If you’re building an MCP server today, prioritize in this order:

Use isError: true correctly — this is the single highest-impact change. Make sure tool failures return tool errors, not protocol errors
Write LLM-friendly error messages — include state, recovery actions, and alternatives. Test by asking: “Could an LLM reading this message know what to try next?”

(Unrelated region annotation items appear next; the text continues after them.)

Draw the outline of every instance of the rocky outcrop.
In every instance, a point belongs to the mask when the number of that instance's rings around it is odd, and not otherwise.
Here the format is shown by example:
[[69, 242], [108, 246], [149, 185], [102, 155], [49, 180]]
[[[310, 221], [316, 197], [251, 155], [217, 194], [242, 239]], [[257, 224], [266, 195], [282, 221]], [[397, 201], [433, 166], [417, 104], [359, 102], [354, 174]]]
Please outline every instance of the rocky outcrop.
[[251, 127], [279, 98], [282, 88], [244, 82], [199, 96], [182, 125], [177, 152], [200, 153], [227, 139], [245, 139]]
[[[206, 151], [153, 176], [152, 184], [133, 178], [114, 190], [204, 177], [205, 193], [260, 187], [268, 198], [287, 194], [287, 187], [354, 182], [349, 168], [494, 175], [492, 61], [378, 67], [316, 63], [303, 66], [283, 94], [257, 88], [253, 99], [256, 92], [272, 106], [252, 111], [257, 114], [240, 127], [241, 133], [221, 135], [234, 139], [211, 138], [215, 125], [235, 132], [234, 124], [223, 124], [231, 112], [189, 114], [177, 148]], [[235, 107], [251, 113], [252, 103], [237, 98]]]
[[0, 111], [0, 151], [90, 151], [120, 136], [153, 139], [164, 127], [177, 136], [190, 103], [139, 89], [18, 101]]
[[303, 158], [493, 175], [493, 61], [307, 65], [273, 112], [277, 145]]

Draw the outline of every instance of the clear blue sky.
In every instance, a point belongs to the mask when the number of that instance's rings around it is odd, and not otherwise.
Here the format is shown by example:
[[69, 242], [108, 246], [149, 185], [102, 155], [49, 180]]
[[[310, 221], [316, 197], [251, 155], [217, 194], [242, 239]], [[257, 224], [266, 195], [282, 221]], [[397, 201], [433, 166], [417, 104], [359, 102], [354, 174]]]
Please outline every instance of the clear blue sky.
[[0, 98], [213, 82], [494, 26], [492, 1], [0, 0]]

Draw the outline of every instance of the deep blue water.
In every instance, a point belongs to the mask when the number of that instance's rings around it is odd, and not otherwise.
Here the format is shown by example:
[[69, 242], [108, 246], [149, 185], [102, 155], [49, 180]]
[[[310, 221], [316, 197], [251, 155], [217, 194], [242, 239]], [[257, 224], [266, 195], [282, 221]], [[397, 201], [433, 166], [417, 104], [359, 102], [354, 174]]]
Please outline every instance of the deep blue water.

Add retries with backoff — handle transient failures automatically before they reach the LLM
Implement circuit breakers — for any external API or database your server depends on
Set up graceful degradation — cached fallbacks, partial results, alternative tools
Add observability — you can’t fix what you can’t see. Log errors to stderr with structured context

The MCP error handling landscape is maturing rapidly. SEP-1303, SEP-1763, and the SERF proposal all aim to standardize patterns that are currently implemented ad hoc. Building on these patterns today means your servers will be ready when the protocol catches up.